"!$acc routine vector" leads to 32 threads per gan

Hi all,

I’m trying to offload some existing OpenMP code that uses threading for the outer loop and vectorization for the inner loop. The vector operations are contained in separate routines, not inlined within the outer loop body.

When I switch this to OpenACC, I use a gang loop for the outer loop and then I decorate the various functions with “!$acc routine vector” plus vector loop statements as needed.

My test codes are compiling, running, and producing correct results but I notice that the vector length is always (32) regardless of what I specify in the parallel declaration. This will make getting good occupancy very hard.

If I inline the function’s loop body, the vector length matches to what I’m specifying in the vector_length clause.

I noticed that in this PGI brochure

https://www.pgroup.com/lit/brochures/openacc_sc14.pdf

that a vector_length(32) is implicitly added. My real code is very large so inlining is not an option.

Is there a way to avoid the vector length being restricted to 32 with calling ‘vector’ routines?

I have experimented with adding several workers with vector_length(32) so that I get num_workers * vector_length threads active per gang. That is, instead of vector inner loops, I have ‘worker(4), vector(32)’ loops and I decorate the functions as ‘worker’. This produces correct results on my test codes and seems to work with reduction and normal loops.

This is the only way I’ve found of increasing the # of threads per gang when calling $acc routines. Is this the correct approach?

Thanks,

Chris

Hi Chris,

Is there a way to avoid the vector length being restricted to 32 with calling ‘vector’ routines?

There is an undocumented flag, “-ta=tesla:gvmode” (Gang-Vector mode), that will switch back to our old method of allowing vector lengths of greater than 32 for vector routines. However, we put in this limitation since we found that the performance to be better for most codes. Having a vector length greater than 32 requires significantly more thread synchronization calls which can slow down codes. Also for reductions in vector routines, we have to use a different implementation method which is slower as well.

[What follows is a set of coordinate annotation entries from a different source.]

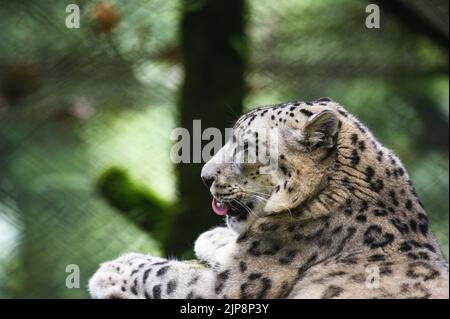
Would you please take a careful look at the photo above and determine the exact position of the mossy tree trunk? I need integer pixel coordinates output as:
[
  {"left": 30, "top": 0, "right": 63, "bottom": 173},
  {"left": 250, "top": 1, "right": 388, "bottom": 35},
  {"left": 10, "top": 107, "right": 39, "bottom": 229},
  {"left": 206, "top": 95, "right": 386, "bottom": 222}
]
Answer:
[{"left": 166, "top": 0, "right": 246, "bottom": 254}]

Give it a try and please let us know if it helps. If so, I may ask if we can document the flag again.

-Mat

Found this topic by coincidence and just wanted to point out that we have indeed a use-case where performance improves for larger vector lengths by up to 20%. There, loop iterations are independent and mapped to gang/vector parallelism, respectively, but can’t be collapsed. Therefore, thread synchronization and reduction operations aren’t adding too much overhead.

So, just a humble request not to remove this option at the very least, or maybe even to add documentation in the future.

Hi Balthasar.reuter,

Just to clarify, “gvmode” only applies to vector loops within vector routines, it doesn’t affect vector loops in compute regions. The vector length defaults to 128 in this case and can be modified via the vector_lenth clause.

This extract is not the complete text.